To produce permanent hair colouring, the dyes must pass through the cuticle and into the cortex. To do this, hair dyes strip the cortex and then add a mixture of compounds such as para-phenylenediamine and resorcinol. Then the chemistry happens. The molecules are oxidized, react with one another and link to form the final colouring agent which is now too large to diffuse back out through the cortex. In effect, hair dyes turn hairs into really tiny test tubes where interesting chemistry occurs.

All of the individual compounds used in hair dyes have undergone extensive screening for toxicity and carcinogenicity. Humans have been dying hair since 1907 and many tests have been performed on the compounds to verify their safety. The industry is diligent about meeting safety standards.

It was a bit surprising, then, when two recent studies – one by the US National Institute of Environmental Health Science called “the Sister Study” and the other by Adana Llanos of Rutgers School of Public Health – found a positive correlation between breast cancer and the use of permanent hair dyes.

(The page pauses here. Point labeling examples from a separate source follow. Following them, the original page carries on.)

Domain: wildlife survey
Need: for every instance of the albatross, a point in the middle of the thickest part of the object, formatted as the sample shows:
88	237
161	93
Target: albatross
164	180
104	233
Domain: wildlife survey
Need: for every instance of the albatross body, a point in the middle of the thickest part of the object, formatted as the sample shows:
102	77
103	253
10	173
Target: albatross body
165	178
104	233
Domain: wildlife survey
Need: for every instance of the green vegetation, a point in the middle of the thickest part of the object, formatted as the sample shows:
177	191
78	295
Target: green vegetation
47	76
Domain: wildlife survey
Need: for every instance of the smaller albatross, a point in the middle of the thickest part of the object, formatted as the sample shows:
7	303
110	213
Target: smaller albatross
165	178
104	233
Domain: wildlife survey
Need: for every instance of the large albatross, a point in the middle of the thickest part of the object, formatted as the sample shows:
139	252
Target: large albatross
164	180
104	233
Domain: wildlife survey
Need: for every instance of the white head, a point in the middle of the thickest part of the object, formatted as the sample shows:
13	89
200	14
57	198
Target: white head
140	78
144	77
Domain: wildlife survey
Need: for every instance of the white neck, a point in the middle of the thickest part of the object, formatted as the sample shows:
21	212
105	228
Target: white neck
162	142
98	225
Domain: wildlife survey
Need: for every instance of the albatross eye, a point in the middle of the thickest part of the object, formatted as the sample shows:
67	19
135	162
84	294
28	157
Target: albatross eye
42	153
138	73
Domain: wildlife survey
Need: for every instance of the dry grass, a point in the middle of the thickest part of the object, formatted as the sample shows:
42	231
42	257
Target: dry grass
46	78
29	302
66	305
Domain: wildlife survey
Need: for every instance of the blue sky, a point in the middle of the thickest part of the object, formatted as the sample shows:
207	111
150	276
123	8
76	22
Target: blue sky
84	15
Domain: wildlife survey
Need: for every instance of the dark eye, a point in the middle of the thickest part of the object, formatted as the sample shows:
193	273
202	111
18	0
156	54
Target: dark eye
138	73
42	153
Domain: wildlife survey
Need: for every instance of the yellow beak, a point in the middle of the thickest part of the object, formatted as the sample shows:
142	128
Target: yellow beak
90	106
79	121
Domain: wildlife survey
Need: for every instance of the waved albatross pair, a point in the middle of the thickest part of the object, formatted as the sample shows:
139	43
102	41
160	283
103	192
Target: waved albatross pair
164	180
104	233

The Sister Study, for example, showed a 45 per cent higher risk of breast cancer for black women and a seven per cent higher risk for white women compared with study participants who did not colour their hair.

The caveat is the Sister Study included 46,000 women, aged 35 to 74, who have a sister who has or had breast cancer. There is already a genetic pre-disposition to breast cancer within the family and the dye may simply be activating the genes rather than causing the cancer. This is why the studies have revealed a correlation and not a causation.

As with most scientific questions, there is a lot more work to be done. But not being able to go to a hair salon during the COVID-19 pandemic for hair dyeing might turn out to be a good thing.